Apologies to the one or two people who started to care about this blog. I'm afraid the pressures of readying several books for the printers (including my own next offering) and the organisational demands of a poetry festival just finished, led me to neglect this particular responsibility. But here we go again.....
I found the Palm Beach Poetry Festival by chance. Last year I had Ilya Kaminski as a guest in Cork and he recommended a festival in the Florida Keys as a good place to do a gig. “Just Google ‘Florida’ and ‘Poetry Festival’,” he said. That’s how I found the Palm Beach Poetry Festival’s website. Straight away what intrigued me about it was how it was structured around a large number of week-long workshops – about ten or twelve running simultaneously. I had been to festivals across Europe and had never come across this set-up. It was like it was a festival of workshops with readings tacked on. The punters’ fees were in the order of over $700. I made a mental note that I would follow it up one of these years.
When I read late last year that Gregory Orr was one of the workshop leaders this year I knew 2009 was when I had to go. I had picked up a copy of Orr’s The Red House in the late 80s and it had had a tremendous effect on me. Here was a poetry which was structurally, linguistically and formally so simple but which yet had huge resonance. In many ways it was antithetical to much of my own very wordy work of that period, but in other ways it had much in common with the 20th Century German poets who had staked out huge territory in my own personal, private anthology of great poets and poems – poets such as Gottfried Benn, Georg Trakl and of course Paul Celan. Orr’s The Red House whispered the qualities of poetry into every fibre of my being, yet I had to acknowledge at the same time that this was writing which most poetry editors in these islands would fail to recognise as poetry.
Even big, established names such as Thom Gunn and Ted Hughes were, in the mid to late 80’s receiving reviews in the British press accusing their latest European and American influenced work of being technically sloppy. While the work of Zbigniew Herbert, Marin Sorescu and Miroslav Holub was much admired in these islands any British or Irish poet who published work similar in structure was dismissed as technically incompetent. Poetry was deemed to be not achieved unless there was a noticeable rhythmical character with stanzas neat and uniform as Restoration topiary.

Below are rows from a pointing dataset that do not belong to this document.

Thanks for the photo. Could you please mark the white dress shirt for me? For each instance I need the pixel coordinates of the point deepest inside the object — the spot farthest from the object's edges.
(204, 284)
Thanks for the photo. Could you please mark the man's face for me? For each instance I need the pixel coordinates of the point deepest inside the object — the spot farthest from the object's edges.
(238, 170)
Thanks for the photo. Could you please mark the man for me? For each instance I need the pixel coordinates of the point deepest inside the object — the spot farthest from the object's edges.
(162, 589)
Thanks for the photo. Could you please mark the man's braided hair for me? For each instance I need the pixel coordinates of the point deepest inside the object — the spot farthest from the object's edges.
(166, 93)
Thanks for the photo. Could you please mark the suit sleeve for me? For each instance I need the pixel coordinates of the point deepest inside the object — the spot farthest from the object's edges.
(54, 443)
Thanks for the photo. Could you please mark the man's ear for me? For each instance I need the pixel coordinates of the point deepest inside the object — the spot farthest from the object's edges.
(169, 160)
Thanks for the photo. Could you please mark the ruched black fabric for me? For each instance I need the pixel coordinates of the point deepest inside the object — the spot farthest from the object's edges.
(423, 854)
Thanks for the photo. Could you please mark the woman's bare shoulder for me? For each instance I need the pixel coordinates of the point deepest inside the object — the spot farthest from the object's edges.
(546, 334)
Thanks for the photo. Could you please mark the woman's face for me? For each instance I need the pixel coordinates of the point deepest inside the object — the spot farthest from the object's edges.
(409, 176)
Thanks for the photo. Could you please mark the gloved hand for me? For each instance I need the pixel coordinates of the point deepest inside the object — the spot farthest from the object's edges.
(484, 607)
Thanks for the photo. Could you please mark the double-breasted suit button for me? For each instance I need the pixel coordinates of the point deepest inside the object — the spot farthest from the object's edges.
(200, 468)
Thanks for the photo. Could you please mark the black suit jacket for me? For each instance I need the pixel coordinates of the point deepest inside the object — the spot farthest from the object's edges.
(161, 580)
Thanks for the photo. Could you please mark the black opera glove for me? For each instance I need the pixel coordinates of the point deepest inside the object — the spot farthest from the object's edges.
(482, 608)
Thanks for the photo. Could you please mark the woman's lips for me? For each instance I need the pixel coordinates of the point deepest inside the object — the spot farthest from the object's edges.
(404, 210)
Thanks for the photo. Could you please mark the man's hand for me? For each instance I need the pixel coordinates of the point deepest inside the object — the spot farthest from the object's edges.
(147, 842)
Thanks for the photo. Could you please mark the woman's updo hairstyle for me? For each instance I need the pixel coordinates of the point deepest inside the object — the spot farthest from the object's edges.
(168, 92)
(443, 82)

So in 1989, greatly invigorated by my reading of Gregory Orr, I found myself writing the first poems in what would become a nine poem sequence “The Garden”. I believed at the time it was some of the best work I had ever done. A few of the poems appeared in Poetry Ireland Review but generally the sequence was met with a “What the fuck are you up to, Pat?” response, even from people I knew were generally sympathetic to me.
I had to wait another nineteen years before the sequence was published in its entirety. An anthologist selected work of mine in the early 90s but rejected these poems in utter incomprehension. I started to believe I had made a huge misstep and for many complex reasons stopped writing completely for about six years. How I started to write again is a subject for another blog.
Nineteen years later when I had finally found a publisher willing to risk more than a chapbook with me I had practically forgotten I had written “The Garden”. It tumbled out of an old computer file almost at the last minute, in time for me to stick it into the manuscript with a “What the fuck?” shrug of my shoulders. When the book was published, its different parts had many admirers, reflecting their different tastes but one reviewer did single out “The Garden” as the best achievement in the book and the sequence was translated and published in its entirety in Estonia’s leading poetry journal, (in a slot which had been filled by Billy Collins the previous quarter). All this belated attention for “the Garden” led to very mixed feelings for me. On the one hand I felt happy and vindicated for the young poet who had produced it twenty years previously - on the other hand I felt sadness and deep regret that the young poet who created those poems had stopped working for six years, almost for life, because he lived in a community of poetry which led him to believe what he was writing was worthless.
The chance to meet Gregory Orr, to take a week of workshops with the poet whose work had inspired a walk down “The Garden” path and to combine it with my other reasons for going to the Palm Beach Poetry Festival was too much to resist.
My other main reason for going was to study the business model of the festival, how in hell did they succeed in bringing almost 100 people thousands of miles across America to one place, each spending thousands of dollars in the process? Was it a model worth replicating in Ireland? Who were these people? How did they hear about it? What would it take to attract them to Ireland for something similar?
Armed with funds from my day job and a generous Arts Council travel grant I went off to find out. I knew there were personal risks in going to meet Greg Orr. I had met poetry heroes before and had sometimes been disappointed to discover the person in the flesh, I’m thinking now in particular of a famous Irish poet who had a drinking problem and was completely obnoxious with it. Glad to say he has been on the dry for over a decade now and is perfectly charming and convivial as a result. But I knew that liking Gregory Orr’s poetry was no guarantee that I was going to like Gregory Orr in person.